Monitoring an AIX host
You can monitor your host with Instana. Instana provides comprehensive insights into the host's performance, health, and resource utilization, enabling efficient troubleshooting, performance optimization, and proactive issue detection.
System information
Instana retrieves various system details from the host. You can view the following details of the host on the Instana GUI in the System pane:
Parameter | Description |
---|---|
OS | The details of the operating system, the kernel version, and the architecture. |
CPU | The details of the CPU and the count. |
Memory | The amount of system memory in GiB (gigabytes). |
Hostname | The hostname of the AIX machine. |
FQDN | The fully qualified domain name. It is the complete domain name of the host, including the subdomain and top-level domain. |
System ID* | The custom identifier used by Instana to uniquely represent and manage the monitored host within its monitoring. System ID is used for correlation with asset management systems. |
Host ID | The MAC address of the host's network interface, which is a unique identifier for the network adapter. |
Started At | The time at which the machine started. |
*System ID is used for correlation with asset management systems. You need to enable System ID by using the agent configuration YAML file as shown in the following example:
"com.instana.plugin.host":
"collectSystemId": true
Interfaces
You can find the following details:
- Interfaces: The list of network interfaces and IP addresses.
- Instana agent: The Instana agent for the host.

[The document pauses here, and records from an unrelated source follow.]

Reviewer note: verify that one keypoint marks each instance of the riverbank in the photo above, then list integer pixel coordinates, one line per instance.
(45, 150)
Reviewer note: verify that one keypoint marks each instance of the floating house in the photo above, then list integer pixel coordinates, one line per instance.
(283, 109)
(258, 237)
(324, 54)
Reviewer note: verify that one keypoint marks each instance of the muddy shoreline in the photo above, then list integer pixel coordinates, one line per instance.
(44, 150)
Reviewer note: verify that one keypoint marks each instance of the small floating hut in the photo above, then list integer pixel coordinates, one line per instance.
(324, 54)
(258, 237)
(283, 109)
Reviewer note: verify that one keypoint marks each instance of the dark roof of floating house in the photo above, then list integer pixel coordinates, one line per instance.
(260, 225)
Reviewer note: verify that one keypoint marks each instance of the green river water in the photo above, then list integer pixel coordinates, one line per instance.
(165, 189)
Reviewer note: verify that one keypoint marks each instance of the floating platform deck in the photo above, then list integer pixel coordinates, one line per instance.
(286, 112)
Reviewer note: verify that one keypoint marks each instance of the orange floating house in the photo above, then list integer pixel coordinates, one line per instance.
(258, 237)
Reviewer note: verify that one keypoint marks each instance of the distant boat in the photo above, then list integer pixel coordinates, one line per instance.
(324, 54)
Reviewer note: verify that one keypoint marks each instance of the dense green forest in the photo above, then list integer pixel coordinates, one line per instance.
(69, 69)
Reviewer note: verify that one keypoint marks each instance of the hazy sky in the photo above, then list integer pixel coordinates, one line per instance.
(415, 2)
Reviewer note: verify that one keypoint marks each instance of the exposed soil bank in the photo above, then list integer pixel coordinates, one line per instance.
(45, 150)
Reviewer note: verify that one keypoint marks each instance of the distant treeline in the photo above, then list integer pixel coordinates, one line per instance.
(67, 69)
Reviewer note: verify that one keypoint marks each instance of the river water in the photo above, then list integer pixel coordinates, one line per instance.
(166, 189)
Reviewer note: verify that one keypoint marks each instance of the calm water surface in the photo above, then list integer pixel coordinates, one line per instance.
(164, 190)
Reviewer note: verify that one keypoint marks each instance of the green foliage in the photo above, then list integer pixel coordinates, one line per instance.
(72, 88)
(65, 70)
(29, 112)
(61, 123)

- Process: The count and details of the processes that are running on the host.
Performance metrics
The following performance metrics are displayed for the host.
CPU usage - percentage
The CPU usage values, when combined, provide a detailed view of how the CPU resources are being utilized on a host.

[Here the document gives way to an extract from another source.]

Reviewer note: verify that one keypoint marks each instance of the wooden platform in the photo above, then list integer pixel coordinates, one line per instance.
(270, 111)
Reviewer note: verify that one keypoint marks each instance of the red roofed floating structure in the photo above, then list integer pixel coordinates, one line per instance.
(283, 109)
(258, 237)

To collect more accurate CPU usage in an AIX LPAR environment, you must set useMpstat
to true
as shown in the following example:
com.instana.plugin.host:
useMpstat: true
Datapoint: Filesystem
Metric | Description | Granularity |
---|---|---|
CPU Usage | The total CPU usage in percentage for the time range that you set. | 1 second |
Memory usage
Metric | Description | Granularity |
---|---|---|
Memory Usage | The total memory usage in percentage | 1 second |
On the AIX LPAR environment, the used
value is computed in percentage by using the formula (computational + non-computational) ÷ real total
.
The non-computational
is a part of used memory, which has a relatively high used
value. A high used
value doesn't necessarily indicate a need for more memory.

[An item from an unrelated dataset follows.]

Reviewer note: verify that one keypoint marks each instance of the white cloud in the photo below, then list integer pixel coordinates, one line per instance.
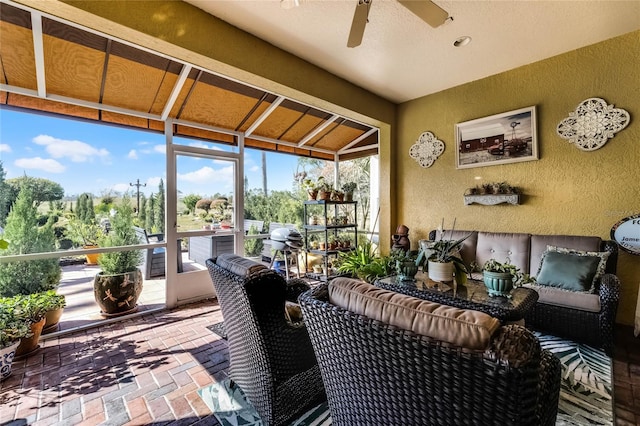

The determination of memory over-commitment is based on the comparison between computational memory and the real memory in the system. Therefore, the percentage of computational
is more informative for estimating memory usage
on AIX.
Datapoint: AIX perfstat_memory_total interface
Datapoint: Filesystem
Average Run Queue (1h)
Metric | Description | Granularity |
---|---|---|
Average Run Queue (1h) | The average number of processes in the run queue over the last 60 minutes. If the agent is up for less than 60 minutes, it displays `Not collected | 60 minutes |
CPU load - average
The CPU load
metric displays the value on a graph for a selected time period.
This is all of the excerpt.